A principios del siglo V Rufino de Aquilea cuenta lo que le han contado sobre la evangelización de las bárbaras tierras de Georgia. Al este del Mar Negro, la primera semilla del cristianismo georgiano se atribuye a una joven esclava, a la que se dio el nombre de Ninó, Nina y también de Cristiana porque repetía muy a menudo el nombre de Cristo.
Impresionó a todos por su bondad, por su devoción y por las curas milagrosas que hacía, sanando en una ocasión a la misma reina. Cierto día, el rey se perdió durante una cacería y al verse en peligro se encomendó a aquel desconocido Dios, volviendo sano y salvo con los suyos. Por eso, rogó a Cristiana que le instruyera en su fe. Hubo muchas más conversiones y el monarca pidió el emperador Constantino que enviase sacerdotes a Georgia para completar la evangelización del reino.

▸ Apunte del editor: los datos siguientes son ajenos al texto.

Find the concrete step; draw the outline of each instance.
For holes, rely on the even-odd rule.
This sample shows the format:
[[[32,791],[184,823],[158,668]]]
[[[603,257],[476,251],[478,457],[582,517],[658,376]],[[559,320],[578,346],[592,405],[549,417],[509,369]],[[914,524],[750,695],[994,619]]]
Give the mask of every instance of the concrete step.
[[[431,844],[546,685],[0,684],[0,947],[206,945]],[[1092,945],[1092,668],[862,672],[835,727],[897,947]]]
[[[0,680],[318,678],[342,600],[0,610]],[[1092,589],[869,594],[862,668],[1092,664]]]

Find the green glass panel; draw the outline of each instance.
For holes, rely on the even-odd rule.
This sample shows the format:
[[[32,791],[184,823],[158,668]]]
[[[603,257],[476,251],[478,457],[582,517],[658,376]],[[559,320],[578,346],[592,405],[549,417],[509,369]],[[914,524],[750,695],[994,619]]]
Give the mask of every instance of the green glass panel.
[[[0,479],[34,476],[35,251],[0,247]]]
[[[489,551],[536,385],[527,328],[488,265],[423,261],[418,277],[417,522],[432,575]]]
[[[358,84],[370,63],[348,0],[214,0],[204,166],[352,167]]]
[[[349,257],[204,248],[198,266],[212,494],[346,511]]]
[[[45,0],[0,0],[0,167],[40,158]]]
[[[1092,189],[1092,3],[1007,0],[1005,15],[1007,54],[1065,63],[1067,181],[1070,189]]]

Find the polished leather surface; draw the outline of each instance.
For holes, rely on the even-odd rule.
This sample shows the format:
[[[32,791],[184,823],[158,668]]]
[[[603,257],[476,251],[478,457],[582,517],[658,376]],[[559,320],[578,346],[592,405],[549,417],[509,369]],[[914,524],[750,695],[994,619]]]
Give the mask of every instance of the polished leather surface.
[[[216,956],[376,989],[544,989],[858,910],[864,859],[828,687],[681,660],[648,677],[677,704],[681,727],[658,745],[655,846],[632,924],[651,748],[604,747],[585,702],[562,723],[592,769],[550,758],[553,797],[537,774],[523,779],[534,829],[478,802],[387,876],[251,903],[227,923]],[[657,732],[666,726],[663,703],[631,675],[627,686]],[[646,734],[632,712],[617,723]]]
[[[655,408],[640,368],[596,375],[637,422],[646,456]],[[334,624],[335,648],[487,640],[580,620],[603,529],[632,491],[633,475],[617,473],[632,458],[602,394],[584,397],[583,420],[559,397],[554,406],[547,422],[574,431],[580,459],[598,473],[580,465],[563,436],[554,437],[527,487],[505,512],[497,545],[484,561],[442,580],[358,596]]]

En la penumbra de aquél rincón de Europa, entrevemos el origen de una comunidad cristiana por los medios más improbables: una sola persona, una muchacha extranjera de ínfima condición, sometida a esclavitud entre bárbaros, Santa Cristiana. No puede pedirse menos. Es tan poco, suena a empresa misional tan descabellada que tenía que salir bien, porque a Dios le gusta demostrar que es Él quien hace las cosas con instrumentos incongruentes.
Fuente: La casa de los Santos. Un Santo para cada día. Carlos Pujol.